ガジュマルは、鹿児島の屋久島・種子島以南に自生する植物で、樹高は20メートルにもなるクワ科の常緑高木です。ガジュマルの大木にはキジムナーという精霊が宿ると言われ、観葉植物として市販される樹木のなかでも人気があります。
今回、私が撮影で訪れたガジュマルは、屋久島南部に自生する巨木で、観光客が訪れにくい森の奥にあり、繁茂面積では日本最大級とされるガジュマルでした。
観光地化されていない場所に立つ巨木は、人と関わらずに数百年育ったと思われ、ほかのガジュマルとは違ったエネルギーを放っていました。
このガジュマルに会いに行くには、南国の木々が一面を覆った薄暗い森の、岩と苔が密集する狭い獣道を歩くことになります。その道をひたすら行くと、突如一本の幹を中心とした小さな広場のような空間に出ます。
そこはガジュマルが支配する異次元空間で、周りに密集しているように見えた木々は、中央のガジュマルが地面に向かって左右に広く垂らした木々であり、よく見ると幹を左右に伸ばし広がった一本のガジュマルが森を作っているのです。
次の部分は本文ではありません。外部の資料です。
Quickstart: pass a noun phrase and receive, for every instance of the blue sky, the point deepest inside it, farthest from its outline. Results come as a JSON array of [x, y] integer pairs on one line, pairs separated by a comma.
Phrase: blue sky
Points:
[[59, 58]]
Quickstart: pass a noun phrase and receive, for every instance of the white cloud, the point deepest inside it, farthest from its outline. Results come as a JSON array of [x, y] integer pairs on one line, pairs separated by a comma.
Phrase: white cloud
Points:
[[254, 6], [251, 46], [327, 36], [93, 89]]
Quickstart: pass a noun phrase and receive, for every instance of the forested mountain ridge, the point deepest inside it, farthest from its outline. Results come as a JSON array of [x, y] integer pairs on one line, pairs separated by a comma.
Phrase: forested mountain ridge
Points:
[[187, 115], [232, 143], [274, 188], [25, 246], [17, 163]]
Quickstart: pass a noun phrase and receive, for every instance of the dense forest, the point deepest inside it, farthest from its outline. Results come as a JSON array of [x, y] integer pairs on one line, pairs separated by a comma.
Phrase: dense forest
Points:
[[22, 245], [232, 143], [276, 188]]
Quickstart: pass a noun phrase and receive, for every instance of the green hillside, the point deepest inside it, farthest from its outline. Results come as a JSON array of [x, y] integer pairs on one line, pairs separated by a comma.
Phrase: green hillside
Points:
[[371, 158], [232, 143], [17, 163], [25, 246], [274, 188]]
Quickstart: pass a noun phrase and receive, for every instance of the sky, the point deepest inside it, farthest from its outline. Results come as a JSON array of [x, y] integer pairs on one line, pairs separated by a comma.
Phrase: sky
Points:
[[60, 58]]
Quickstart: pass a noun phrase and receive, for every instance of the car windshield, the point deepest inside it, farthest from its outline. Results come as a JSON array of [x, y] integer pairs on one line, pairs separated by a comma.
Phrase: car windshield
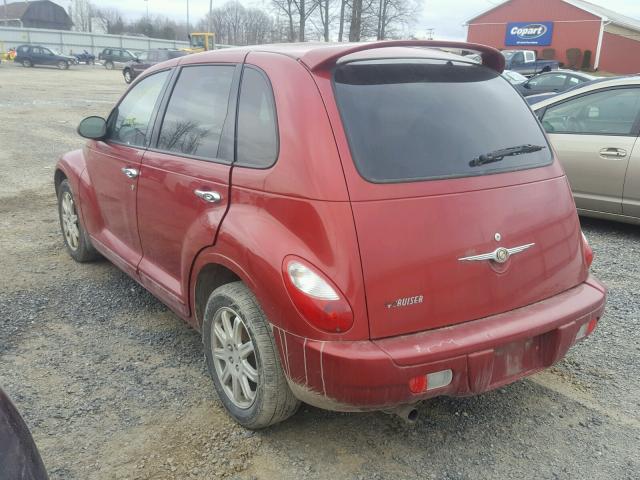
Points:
[[514, 77], [176, 53], [410, 120]]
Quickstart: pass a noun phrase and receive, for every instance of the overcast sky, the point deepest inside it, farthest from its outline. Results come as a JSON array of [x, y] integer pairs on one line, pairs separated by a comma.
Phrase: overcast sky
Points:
[[445, 16]]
さらに、本体の幹には数メートル上まで大きな石が数多く埋まっていました。成長するにしたがって幹が絡み合い石を持ち上げて行ったのでしょう。その力強い姿には樹の持つ生命力を強く感じ、圧倒的な存在感で出迎えてくれました。
大きく育ったガジュマルの枝が太陽光をさえぎるため、晴れた日中であっても薄暗い中で撮影しました。数枚撮影したカットのなかに不思議な物体が写り込んでいました。
(秋元隆良)
皆さんの元にも、幸せが訪れることを願っています。